VReBERT: A Simple and Flexible Transformer for Visual Relationship Detection
This work addresses a specific bottleneck in VRD for computer vision applications, offering incremental improvements over existing methods.
The paper tackled the problem of redundant and incorrect predicate predictions in Visual Relationship Detection (VRD) by proposing VReBERT, a BERT-like transformer model that jointly processes visual and semantic features, achieving state-of-the-art performance in predicate prediction and significant improvements in zero-shot predicate prediction (e.g., +8.49 R@50 and +8.99 R@100).
Visual Relationship Detection (VRD) impels a computer vision model to 'see' beyond an individual object instance and 'understand' how different objects in a scene are related. The traditional way of VRD is first to detect objects in an image and then separately predict the relationship between the detected object instances. Such a disjoint approach is prone to predict redundant relationship tags (i.e., predicate) between the same object pair with similar semantic meaning, or incorrect ones that have a similar meaning to the ground truth but are semantically incorrect.

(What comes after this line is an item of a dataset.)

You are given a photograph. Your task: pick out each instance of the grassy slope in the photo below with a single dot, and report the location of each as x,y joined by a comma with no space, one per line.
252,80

To remedy this, we propose to jointly train a VRD model with visual object features and semantic relationship features. To this end, we propose VReBERT, a BERT-like transformer model for Visual Relationship Detection with a multi-stage training strategy to jointly process visual and semantic features. We show that our simple BERT-like model is able to outperform the state-of-the-art VRD models in predicate prediction. Furthermore, we show that by using the pre-trained VReBERT model, our model pushes the state-of-the-art zero-shot predicate prediction by a significant margin (+8.49 R@50 and +8.99 R@100).